You may have noticed in the pictures of our new roof and solar install, our front porch decking and posts were looking very shoddy. As in tripping hazard shoddy. Replacing the front porch decking was the first thing on my To-Do List once the weather warmed up a bit. Our front porch is approximately 32 feet long and 6 feet deep. You read that right 32 FEET LONG! It’s a whopper. We knew we wanted to use a composite decking (Can you say maintenance free?) to replace the old, warped, cracked, curling, loose boards that were currently there. Since we live in a very dry region, the moisture is just sucked out of wood boards in no time. Add to that, these deck board had never been sealed, oiled, cleaned or maintained in any apparent way. They were in pretty sad shape.
The thing is, composite decking can be expensive – especially if you insist on a big brand name. We did our research and discovered that composite decking is all basically the same structurally – the difference is in the color, texture and thickness. We decided on ChoiceDek after comparing it side-by-side with the better known Trex brand. They looked the same, texture was comparable, ChoiceDek had the exact color I wanted, and ChoiceDek was a tad thicker than Trex. At about ½ the price of Trex, the choice was easy. Plus, Lowe’s just reduced the price of the 8foot ChoiceDek from $14.99 a board to $14.00 a board. WOOHOO!
We decided to go with screws vs. deck clips for securing the deck. These seemed the best route since the clips are plastic and just go into a board groove to hold the board down. High winds are common here and we wanted something that was secure and wouldn’t have the ability to move up and down. ChoiceDek recommended #7 stainless steel trim head screw for securing the deck. 5 pounds were almost $250! Ouch. But with these we won’t have to worry about rusted screws.
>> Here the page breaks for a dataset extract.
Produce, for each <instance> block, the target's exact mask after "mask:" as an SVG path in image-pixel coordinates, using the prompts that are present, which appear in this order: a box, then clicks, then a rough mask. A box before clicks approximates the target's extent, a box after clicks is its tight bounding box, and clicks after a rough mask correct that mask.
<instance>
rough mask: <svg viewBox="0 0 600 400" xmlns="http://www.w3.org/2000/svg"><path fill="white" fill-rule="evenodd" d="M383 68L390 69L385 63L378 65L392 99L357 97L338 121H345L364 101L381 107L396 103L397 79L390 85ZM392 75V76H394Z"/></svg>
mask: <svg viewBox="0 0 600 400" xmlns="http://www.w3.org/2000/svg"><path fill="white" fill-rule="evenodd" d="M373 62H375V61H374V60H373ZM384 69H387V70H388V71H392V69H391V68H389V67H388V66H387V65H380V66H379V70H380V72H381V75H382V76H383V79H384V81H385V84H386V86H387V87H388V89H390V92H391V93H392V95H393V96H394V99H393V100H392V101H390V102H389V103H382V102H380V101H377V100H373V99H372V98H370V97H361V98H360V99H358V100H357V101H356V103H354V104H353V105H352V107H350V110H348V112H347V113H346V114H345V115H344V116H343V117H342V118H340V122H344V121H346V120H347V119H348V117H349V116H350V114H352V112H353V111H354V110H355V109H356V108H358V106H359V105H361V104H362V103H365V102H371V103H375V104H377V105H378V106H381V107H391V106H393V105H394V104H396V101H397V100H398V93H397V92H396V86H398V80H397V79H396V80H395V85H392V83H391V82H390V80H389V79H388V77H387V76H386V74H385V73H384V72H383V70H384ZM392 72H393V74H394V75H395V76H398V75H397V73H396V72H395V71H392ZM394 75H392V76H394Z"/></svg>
The first step in the whole process was to remove the old boards. Sounds easy enough, right? Wrong! Not only had the board never been maintained, the screws that were used were NOT stainless steel. Over half of the screws we had to remove, just snapped off from being rusted rather than screw out. That left us with the laborious task if loosening each screw by hand and wrenching it out of the wood.
After lots of cursing (I’m surprised the boards just didn’t catch fire and disintegrate!) I figure out that if you lightly unscrewed the rusted screws using a halting motion with the electric drill, you could actually get a lot of the screws to come out rather than break off.
We finally got all the boards removed.
To our surprise the support beams were in pretty good shape. We had to replace two of the support boards simple because we had to destroy them to get the boards and off! We replaced the two boards and sealed all the support structure with wood preservative. I friend of mine (another BNI member), Bryan Kneeland owner of Minuteman Handyman gave me the tip of putting self adhesive window flashing along the top of each of the support boards to protect them even further. This worked like a charm and had the added benefit of adding a slight rubberized cushion under the boards. You can see the flashing in the picture below. I didn’t get a picture of just the flashing.
HINT: If you live in the Colorado Springs area and need help with any projects around the house, Bryan Kneeland with Minuteman Handyman is the guy to call! We have him scheduled for some work in the next few weeks and I’ll give you a full report once we get finished.
With the support structure ready, we started laying boards. As mentioned previously, we decided to use 8 foot board simply because they would be easier to handle and, because the deck was 32 feet long, they would make for a nice even board pattern….oh, and they were on sale. 😉 Basically, the rest is just cut, place and screw. Be sure to cut your column cladding up a bit so you can place the deck boards under them and then finish them off with trim for a seamless finish. Our columns were in pretty sad shape too. redoing those will be another post once I have them finished.
Here’s the finished product!
And after a little bit of porch styling….
We still have several things to finish up on the porch – columns, stairs and lighting, but it’s to the point we can (safely) enjoy the front porch!